Publishers Want Reach, Not Exploitation

Matthew Prince, Cloudflare’s co-founder and chief executive, said the company is moving quickly because the internet is now dominated by machine traffic.

“Now that the majority of traffic on the Internet is non-human, we must go further and act faster so that a sustainable ecosystem can emerge,” Prince said, referring to the recent milestone in which bots surpassed human traffic online sooner than expected.

Prince added that Cloudflare’s tools and partnerships are designed to give publishers more visibility and commercial leverage, while also rewarding AI companies that are transparent about how they use content.

From Pay Per Crawl To Pay Per Use

Cloudflare has increasingly positioned itself as a gatekeeper for publishers looking to assert control in the AI era.
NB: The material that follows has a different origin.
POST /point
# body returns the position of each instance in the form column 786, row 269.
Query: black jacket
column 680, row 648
The company already offers tools to block AI bots, along with a marketplace called Pay Per Crawl, which lets websites charge AI systems for scraping.

That framework is now expanding into Pay Per Use, which Cloudflare says will allow publishers to charge AI companies when content creates value, not merely when it is fetched. In practical terms, that shifts the economics from extraction to monetization.

Cloudflare says the move may also reduce waste. Its data suggests more than half of crawl traffic from AI bots is spent revisiting pages that have not changed, consuming bandwidth and compute without adding fresh value for either side.

Early Partners Signal The Commercial Model

To launch the new system, Cloudflare is working with Ceramic.ai and You.com. Under the opt-in model, publishers can be paid when their content appears in Ceramic’s AI search results or when You.com accesses premium material.

Cloudflare says other AI companies can adapt the model to fit their own products. The broader message is clear: the era of unrestricted crawling is giving way to one in which access, attribution, and compensation are increasingly negotiated rather than assumed.